/ 14 May 2004

Flight of the bumblebees

Scientists have proven to their own satisfaction that it is technically impossible for the bumblebee to fly. Its weight to wingspan ratio is simply too great. But as long as no one gets around to telling the bee, it can continue on its daily chore of collecting pollen while flying rings around the laws of physics.

It is surely technically impossible for a rugby team to fly across 10 time zones twice in one week and expect to win a Super 12 semifinal. Plenty of people have already told the Stormers exactly that, but they have to emulate the bumblebee and make a fool of logic. Maybe it would help if they wore the striped jerseys of Western Province and put honey on their muesli.

It was Paul Simon who advised Mrs Robinson, ‘Anyway you look at this you lose” — and that is certainly the case for Gert Smal’s black-clad brethren. Just look how it stacks up. They’re playing the Crusaders in Christchurch, the single most successful side in the history of the competition, who have been to the final five times in eight seasons.

Compare the Crusaders to the Brumbies — everybody’s favourite for the title this year — and you get a sense of perspective. The Brumbies have been to the final four times and won only once, against the Sharks in Canberra in 2001. The Crusaders have yet to lose a semifinal and have lost only once in the final, and that by four points to the Blues in Auckland last year.

To put it mildly, the Crusaders know what to do when they get to the sharp end of the Super 12.

The Stormers, on the other hand, have reached the semifinal only once in their history, on an infamous day at Newlands in 1999 when the home side had to be coaxed out of the tunnel, following a strike by the players. Pick ‘n Pay boss Raymond Ackerman came up with the missing cash at the last moment, but the psychological damage had been done and the Highlanders won comfortably.

History is not on the Stormers’ side, either in semifinals or in head-to-heads. They have beaten the Crusaders just twice, have never won in Christchurch, and the worst defeat of all came just two weeks ago when 15 Stormers led 14 Crusaders 9-8 at half time and yet lost 24-9.

With a numerical advantage for the entire second half, the Stormers decided en masse to kick the ball whenever the opportunity arose. The opportunity arose many times and they failed to score a single point in the second half. And this was the team that racked up 50 points against the Blues at Eden Park two weeks previously.

The Stormers have given new meaning to inconsistency this year: Supermen one week, Clark Kents the next. It’s almost as though when they remove their clothing in the Newlands telephone booth they don’t know what lies beneath: the invulnerable garb of the man of steel or thermal underwear and a colostomy bag.

Therein lies the key, of course, the clue to why the Stormers actually do have a chance to become the first Cape team to reach a Super 12 final. Put yourself in the black and red Crusaders shirt and consider this. How do you prepare to play a team when you don’t know which one will turn up?

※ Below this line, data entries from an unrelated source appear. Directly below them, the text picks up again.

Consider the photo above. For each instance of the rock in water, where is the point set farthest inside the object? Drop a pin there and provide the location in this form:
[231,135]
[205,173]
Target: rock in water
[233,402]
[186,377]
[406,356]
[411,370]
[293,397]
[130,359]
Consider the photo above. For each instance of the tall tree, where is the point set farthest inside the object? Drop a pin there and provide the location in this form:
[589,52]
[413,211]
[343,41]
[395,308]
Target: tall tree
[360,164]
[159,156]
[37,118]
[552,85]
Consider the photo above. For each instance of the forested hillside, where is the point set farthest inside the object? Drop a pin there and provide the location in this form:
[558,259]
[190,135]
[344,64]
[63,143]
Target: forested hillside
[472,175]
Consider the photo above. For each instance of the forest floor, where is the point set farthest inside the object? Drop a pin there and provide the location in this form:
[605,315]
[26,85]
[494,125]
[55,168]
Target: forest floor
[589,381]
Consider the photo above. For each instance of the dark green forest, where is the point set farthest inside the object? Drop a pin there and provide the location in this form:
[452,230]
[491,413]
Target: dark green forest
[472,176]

For one thing, purely in terms of playing personnel, it is a markedly better team that will play this weekend than that which trudged off Jade stadium a fortnight ago. On that day Smal gambled with the Rossouw brothers at flyhalf and left wing, in place of Gaffie du Toit and Tonderai Chavanga, who had played those positions against the Chiefs a week previously. He will surely not make the same mistake again.

One of the most difficult things in professional sport is to know when to tell a faithful servant that it’s time to go. That moment arrived with Pieter Rossouw at the end of last season. Chavanga is raw and does not yet possess the elder Rossouw’s positional sense, but he has the one thing no wing can hope to succeed without: true pace.

As for Chris Rossouw, the days when he was compared to Stephen Larkham are long gone. His lateral running destroys space for those around him and his kicking is now too inconsistent to ignore other deficiencies.

Everything is thus set up for Du Toit to have a shocker in Rossouw’s place, of course, since Du Toit has never had a good game at flyhalf in a serious match in his whole frustrating career. There is always a first time, but the key to the result may hinge on Du Toit’s mind and the strength of character of those around him to fill the breach if it goes wandering.

The best piece of news does not concern the Stormers at all, though. It is that Justin Marshall will not be fit to play for the Crusaders. When Ken Catchpole, the greatest scrum-half of them all, came to South Africa last year he paid little more than lip service to George Gregan.

‘Justin Marshall can play, though,” Catchpole said with a wink to identify the understatement of the century. The Crusaders will miss Marshall so much that the jetlagged and bumblebee-winged Stormers may create history on Saturday.